LES INDISCRETIONS DE MARCUS BADINE

Les orques des Royaumes Oubliés vénèrent Gruumsh le Borgne, dont l'œil unique évoque celui du Fomoire Balor des légendes celtiques et, pour les lecteurs de Tolkien, celui qui brille en Mordor "où s'allongent les ombres."

L'AEROPORT PITOMIK Imprimer Envoyer
Écrit par Jaffar   
Samedi, 17 Novembre 2012 08:30

Evacuez les blessés, les russes arrivent !

Après presque un an d'absence sur nos tables de jeu (Dernière partie en Décembre 2011), Oll et moi avons disputé une partie de blitzkrieg, front de l'est.
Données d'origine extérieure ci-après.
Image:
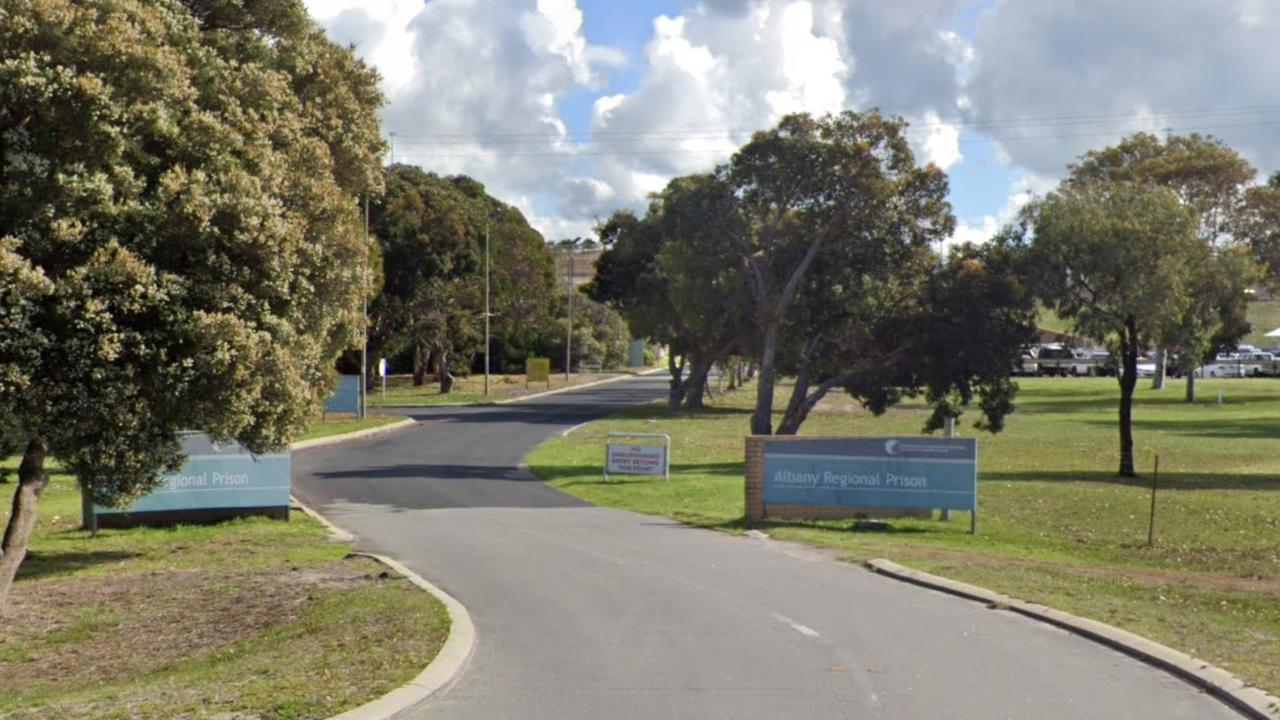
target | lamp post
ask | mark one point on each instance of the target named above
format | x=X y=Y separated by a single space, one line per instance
x=364 y=315
x=493 y=215
x=568 y=332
Janvier 1943, Le pont aérien de Göring est un échec total. La luftwaffe tente de remplir sa mission, mais dès le début s'est un désastre. Tout d'abord Göring ne dispose pas des avions nécessaire. Ses forces comptent 180 JU52, moins de 100 Heinkel 111 et quelques Ju-86. A cet élément matériel s'ajoute un temps épouvantable.  Le général Fiebig nota dans son journal "temps épouvantable, nous essayons de voler mais impossible. Ici, à Tatsinkaïa, les tempêtes de neiges se succèdent sans interruption. La situation est désespérée". Les forces allemandes sont maintenant exsangues et manquent de nourriture ainsi que de munitions.

Une force avancée de la 3° armée de la Garde progresse vers l'aérodrome de Pitomik, qui est une des dernières portes de sortie pour permettre l'évacuation  des blessés. La garnison allemande à cours de munitions doit se battre jusqu'au dernier homme.

 

Période: janvier 1943.
Localisation: près de Stalingrad.
Durée de la partie: 8 tours.
Terrain: 180 x 120 cm.
Règles spéciales: les allemands se placent en premier en déploiement caché. Les canons et le char allemand sont à cours de munition: tout résultat de 5 ou moins au jet pour toucher signifie l'épuisement des munitions. Le StuG est aussi à cours d'essence et s'immobilise sur un jet de "1" avec 1d6 à chaque mouvement.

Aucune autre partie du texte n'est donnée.